Florida fish farm demo project gets go-ahead after eight-year process
A project to site an offshore aquaculture demonstration net pen in Florida has received its final permit in a process that has taken eight years.
The Velella Epsilon project, located more than 40 miles offshore of Sarasota, will raise a single, small batch of red drum (Sciaenops ocellatus) as part of a closely monitored research demonstration designed to evaluate environmental and operational performance in open ocean waters. The results will be publicly available.

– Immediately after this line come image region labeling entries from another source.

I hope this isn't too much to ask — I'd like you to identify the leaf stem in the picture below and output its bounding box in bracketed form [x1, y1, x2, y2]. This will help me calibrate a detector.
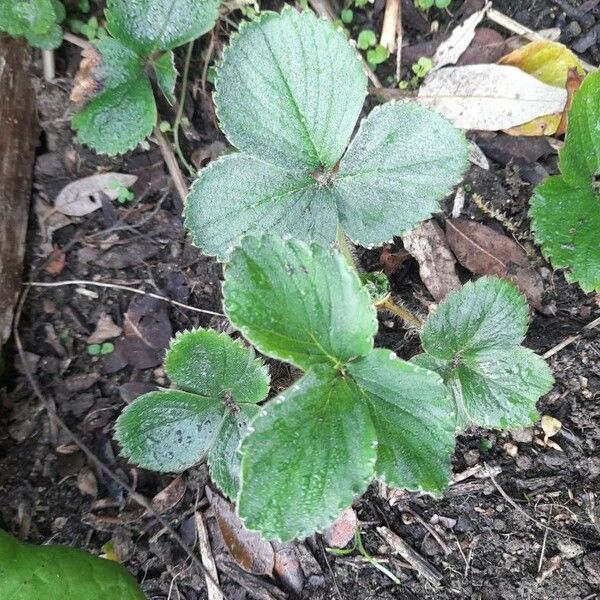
[375, 294, 423, 329]
[173, 40, 196, 177]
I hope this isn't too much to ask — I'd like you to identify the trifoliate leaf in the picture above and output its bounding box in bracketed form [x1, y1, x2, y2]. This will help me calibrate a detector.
[105, 0, 219, 57]
[152, 50, 177, 104]
[0, 530, 145, 600]
[530, 72, 600, 292]
[185, 7, 467, 255]
[348, 349, 456, 493]
[332, 103, 468, 246]
[238, 367, 376, 541]
[72, 38, 157, 154]
[116, 329, 269, 498]
[223, 236, 377, 369]
[165, 329, 269, 404]
[413, 277, 553, 429]
[214, 7, 366, 175]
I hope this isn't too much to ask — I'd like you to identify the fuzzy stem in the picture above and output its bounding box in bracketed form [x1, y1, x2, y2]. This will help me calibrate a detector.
[173, 41, 196, 177]
[375, 295, 423, 329]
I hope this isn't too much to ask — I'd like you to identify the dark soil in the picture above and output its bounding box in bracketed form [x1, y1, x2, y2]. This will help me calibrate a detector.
[0, 0, 600, 600]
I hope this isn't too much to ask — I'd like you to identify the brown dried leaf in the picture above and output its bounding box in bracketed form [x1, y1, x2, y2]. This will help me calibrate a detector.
[150, 475, 187, 515]
[88, 312, 123, 344]
[206, 487, 275, 575]
[446, 219, 544, 310]
[402, 221, 461, 302]
[323, 506, 358, 548]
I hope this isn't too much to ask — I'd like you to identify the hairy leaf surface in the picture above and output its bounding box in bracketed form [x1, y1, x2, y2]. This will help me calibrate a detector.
[530, 72, 600, 292]
[413, 277, 553, 429]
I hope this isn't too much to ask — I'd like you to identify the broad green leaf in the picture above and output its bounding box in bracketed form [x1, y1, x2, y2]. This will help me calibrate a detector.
[165, 329, 269, 404]
[223, 236, 377, 370]
[530, 176, 600, 292]
[332, 103, 468, 246]
[0, 530, 145, 600]
[413, 277, 553, 430]
[238, 367, 376, 541]
[152, 50, 177, 104]
[105, 0, 219, 56]
[116, 329, 269, 498]
[214, 7, 366, 175]
[185, 154, 337, 260]
[530, 72, 600, 292]
[116, 390, 224, 472]
[348, 349, 456, 493]
[72, 73, 157, 154]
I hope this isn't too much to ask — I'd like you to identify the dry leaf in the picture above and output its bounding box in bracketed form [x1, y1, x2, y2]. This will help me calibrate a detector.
[446, 219, 544, 310]
[54, 173, 137, 217]
[323, 506, 358, 548]
[499, 40, 585, 136]
[402, 221, 461, 302]
[206, 487, 275, 575]
[150, 475, 187, 515]
[416, 65, 567, 131]
[88, 312, 123, 344]
[541, 415, 562, 442]
[431, 2, 492, 71]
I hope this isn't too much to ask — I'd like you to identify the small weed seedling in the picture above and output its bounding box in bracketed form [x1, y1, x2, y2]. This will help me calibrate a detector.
[530, 71, 600, 292]
[0, 530, 145, 600]
[185, 7, 467, 259]
[0, 0, 65, 50]
[72, 0, 219, 154]
[117, 235, 552, 540]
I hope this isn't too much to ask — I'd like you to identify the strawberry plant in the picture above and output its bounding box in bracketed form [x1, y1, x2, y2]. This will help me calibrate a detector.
[185, 7, 467, 259]
[530, 72, 600, 292]
[73, 0, 219, 154]
[117, 235, 552, 540]
[0, 0, 65, 50]
[0, 530, 144, 600]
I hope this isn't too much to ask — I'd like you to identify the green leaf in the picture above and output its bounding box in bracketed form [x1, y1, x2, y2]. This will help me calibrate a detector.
[116, 329, 269, 498]
[238, 368, 375, 541]
[333, 103, 468, 246]
[185, 154, 337, 260]
[214, 7, 366, 175]
[105, 0, 219, 56]
[72, 38, 157, 154]
[0, 530, 145, 600]
[165, 329, 269, 404]
[348, 349, 456, 493]
[223, 236, 377, 370]
[413, 277, 553, 429]
[152, 50, 177, 104]
[530, 72, 600, 292]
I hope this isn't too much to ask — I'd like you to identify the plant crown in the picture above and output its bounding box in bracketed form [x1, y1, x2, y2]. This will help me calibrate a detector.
[530, 71, 600, 292]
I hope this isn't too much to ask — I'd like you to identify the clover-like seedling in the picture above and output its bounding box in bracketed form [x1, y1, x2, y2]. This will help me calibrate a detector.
[0, 0, 65, 50]
[529, 71, 600, 292]
[72, 0, 219, 154]
[412, 277, 553, 430]
[223, 236, 455, 540]
[185, 7, 467, 259]
[0, 530, 145, 600]
[116, 329, 269, 498]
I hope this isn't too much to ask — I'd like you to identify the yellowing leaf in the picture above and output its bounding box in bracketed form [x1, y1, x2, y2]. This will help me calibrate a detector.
[498, 40, 584, 136]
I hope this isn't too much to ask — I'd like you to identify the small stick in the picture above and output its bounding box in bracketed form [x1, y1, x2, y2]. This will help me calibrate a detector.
[377, 527, 443, 587]
[487, 8, 597, 72]
[194, 511, 224, 600]
[379, 0, 400, 54]
[542, 317, 600, 359]
[42, 50, 56, 81]
[23, 279, 225, 317]
[154, 125, 188, 202]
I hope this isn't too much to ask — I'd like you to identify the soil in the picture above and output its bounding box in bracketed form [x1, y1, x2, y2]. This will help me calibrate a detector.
[0, 0, 600, 600]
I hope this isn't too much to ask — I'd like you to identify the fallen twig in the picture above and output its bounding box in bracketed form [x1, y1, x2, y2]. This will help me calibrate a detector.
[23, 279, 225, 317]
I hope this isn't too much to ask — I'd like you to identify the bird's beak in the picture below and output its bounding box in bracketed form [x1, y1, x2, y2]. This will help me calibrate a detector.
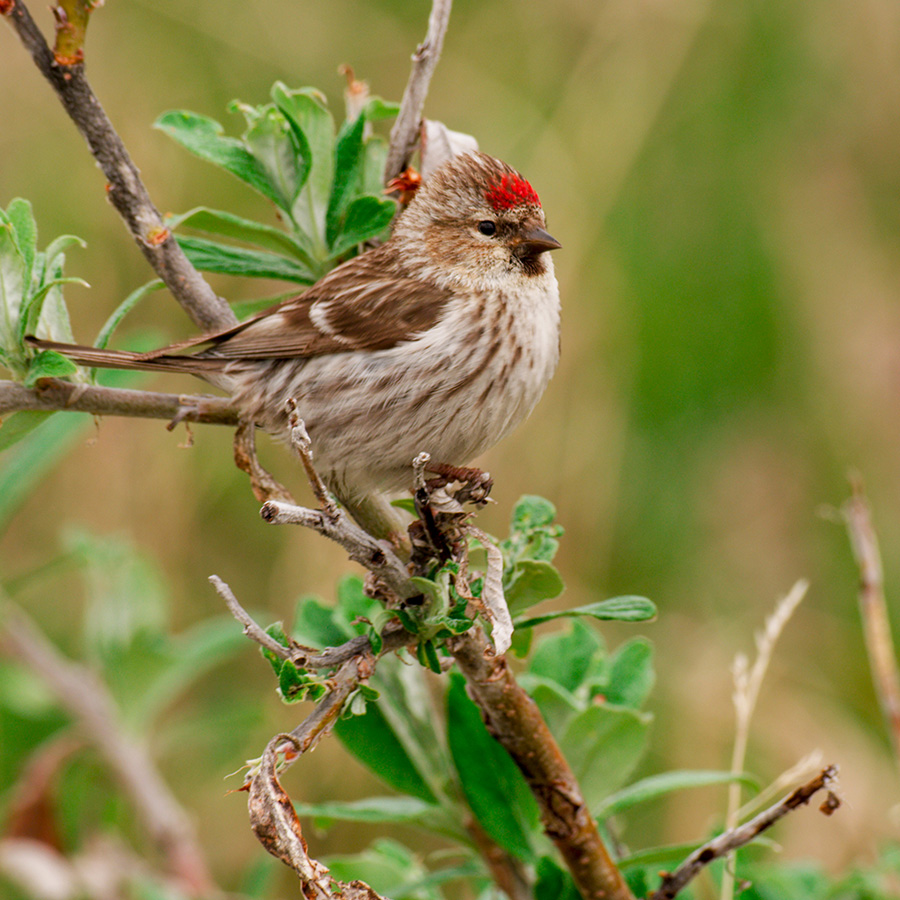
[515, 225, 562, 256]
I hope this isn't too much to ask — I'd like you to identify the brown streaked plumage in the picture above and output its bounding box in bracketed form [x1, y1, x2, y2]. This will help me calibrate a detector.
[32, 153, 559, 499]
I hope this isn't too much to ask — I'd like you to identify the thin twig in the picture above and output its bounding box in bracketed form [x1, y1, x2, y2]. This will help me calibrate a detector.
[261, 474, 633, 900]
[287, 397, 338, 519]
[0, 603, 213, 896]
[0, 0, 237, 331]
[719, 580, 809, 900]
[384, 0, 453, 184]
[447, 626, 634, 900]
[648, 766, 840, 900]
[841, 476, 900, 765]
[209, 575, 416, 669]
[209, 575, 294, 659]
[260, 500, 421, 597]
[0, 378, 239, 427]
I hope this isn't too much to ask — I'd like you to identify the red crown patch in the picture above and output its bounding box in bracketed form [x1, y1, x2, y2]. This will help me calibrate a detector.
[484, 173, 541, 212]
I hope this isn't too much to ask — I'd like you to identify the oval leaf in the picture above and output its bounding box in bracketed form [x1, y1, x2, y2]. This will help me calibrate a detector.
[178, 236, 315, 284]
[516, 597, 656, 628]
[154, 110, 285, 209]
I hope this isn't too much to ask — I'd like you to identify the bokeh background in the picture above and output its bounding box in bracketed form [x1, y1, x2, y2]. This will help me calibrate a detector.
[0, 0, 900, 885]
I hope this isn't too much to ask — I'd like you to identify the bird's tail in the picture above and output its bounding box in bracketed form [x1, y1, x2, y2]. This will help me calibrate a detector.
[25, 336, 225, 378]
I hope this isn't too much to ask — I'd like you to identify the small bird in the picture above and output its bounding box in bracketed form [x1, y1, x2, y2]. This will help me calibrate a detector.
[31, 153, 560, 502]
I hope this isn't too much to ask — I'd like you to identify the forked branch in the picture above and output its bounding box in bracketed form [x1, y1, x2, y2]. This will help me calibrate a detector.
[0, 0, 237, 331]
[648, 766, 840, 900]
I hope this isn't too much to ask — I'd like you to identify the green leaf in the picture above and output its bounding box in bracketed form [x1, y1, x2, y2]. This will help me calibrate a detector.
[516, 597, 656, 628]
[0, 210, 29, 362]
[522, 674, 584, 734]
[291, 597, 352, 647]
[560, 704, 650, 813]
[44, 234, 87, 269]
[0, 413, 91, 532]
[325, 116, 366, 246]
[616, 841, 702, 872]
[294, 796, 441, 828]
[166, 206, 316, 271]
[593, 769, 759, 819]
[510, 494, 556, 531]
[94, 278, 165, 350]
[272, 82, 334, 250]
[334, 703, 436, 804]
[505, 559, 565, 616]
[18, 278, 90, 341]
[359, 135, 388, 197]
[134, 616, 247, 722]
[328, 838, 442, 900]
[603, 637, 656, 709]
[362, 97, 400, 122]
[23, 350, 78, 387]
[331, 196, 397, 258]
[154, 110, 287, 211]
[0, 409, 53, 453]
[447, 673, 540, 861]
[534, 856, 581, 900]
[336, 575, 383, 633]
[416, 641, 441, 675]
[177, 235, 315, 284]
[528, 622, 606, 694]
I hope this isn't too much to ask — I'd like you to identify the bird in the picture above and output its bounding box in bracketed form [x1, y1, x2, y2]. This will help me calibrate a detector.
[30, 151, 561, 502]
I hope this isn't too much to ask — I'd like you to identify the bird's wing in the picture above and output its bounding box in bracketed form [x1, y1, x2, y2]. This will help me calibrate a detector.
[147, 247, 451, 359]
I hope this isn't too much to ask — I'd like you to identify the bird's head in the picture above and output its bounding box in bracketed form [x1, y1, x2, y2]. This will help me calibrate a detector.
[394, 153, 560, 288]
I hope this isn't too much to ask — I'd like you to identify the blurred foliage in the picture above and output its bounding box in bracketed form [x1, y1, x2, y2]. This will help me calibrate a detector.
[0, 0, 900, 896]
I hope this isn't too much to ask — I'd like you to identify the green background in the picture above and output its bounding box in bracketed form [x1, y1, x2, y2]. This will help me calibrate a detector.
[0, 0, 900, 884]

The companies involved in the project - Ocean Era, Inc. and GulfStream Aquaculture, LLC. - have had to navigate through nine different federal and state laws, and engage with 12 different federal and state agencies, to reach this point.
They have also had to respond to anti-aquaculture activist appeals that were consistently rejected as baseless by the US Environmental Protection Agency’s Environmental Appeals Board.
Early 2027
“Barring the unforeseen, the project – supported by the National SeaGrant Program, and in partnership with University of Miami - should now be able to move forward by early 2027,” said Ocean Era’s founder and chief executive, Neil Anthony Sims, who was one of the original founders of what is now the Blue Ocean Mariculture kanpachi (Seriola dumerili) farm, offshore of Kona, Hawaii.
“One of the primary goals of this demonstration project is to show the Florida fishing and boating communities that offshore aquaculture will be something that they will love. We now, finally, have our chance to do that.
“A further goal was to pioneer the permitting process for offshore aquaculture in federal waters in the Gulf. So, as a demonstration project, it has been tremendously successful, in that it has demonstrated with abundant clarity that regulatory reform is sorely needed.”
Expertise and advice
GulfStream Aquaculture – a Florida-based environmental consulting company - led the project’s permitting process, largely without charge. Dennis Peters, GulfStream’s principal, provided more than $450,000 worth of environmental and technical expertise and advice to the project over the eight years.
“I have been fishing and boating in the Gulf for almost all of my life. I have also worked in aquaculture projects throughout the Americas, and I am honoured and excited to help bring this opportunity to fruition,” said Peters.
The Blue Ocean Mariculture farm in Hawaii has been producing up to 900 tonnes per year of sashimi-grade kanpachi – also known as greater amberjack, allied kingfish, and greater yellowtail, among other names - for over 20 years. Extensive environmental monitoring has shown no significant impact on water quality, or on the seabed beneath the net pens, or the pristine stretch of coral reef located a mere half mile inshore of the farm site.
Fish aggregator
Earlier iterations of the Velella Projects were located in federal waters offshore of Kona. These proved to be spectacular fishing hot-spots, with the net pen acting as a fish aggregating device (FAD), attracting wahoo, mahimahi, tuna, and marlin. The plan for the Velella Epsilon is to now bring this experience to the Gulf fishing community.
“We want Florida folks to see for themselves, rather than have their decisions made for them by activist groups who blithely ignore the evidence in the water. That’s the whole point of a small-scale demonstration project,” said Sims, who is a supporter of the Marine Aquaculture Research for America (MARA) Act currently being considered by the US Congress.
The Act would authorise the US Commerce Department’s National Oceanographic and Atmospheric Administration, NOAA, to proceed with permitting additional demonstration offshore projects around the US coastlines.
“This would then expand the opportunities for communities, scientists, and regulators to better understand the actual benefits that would spring from this industry, and where the real issues lie,” said Sims.
“We hope that the challenges that our Velella Epsilon project has faced will help our legislators understand the very real costs of continuing the status quo.”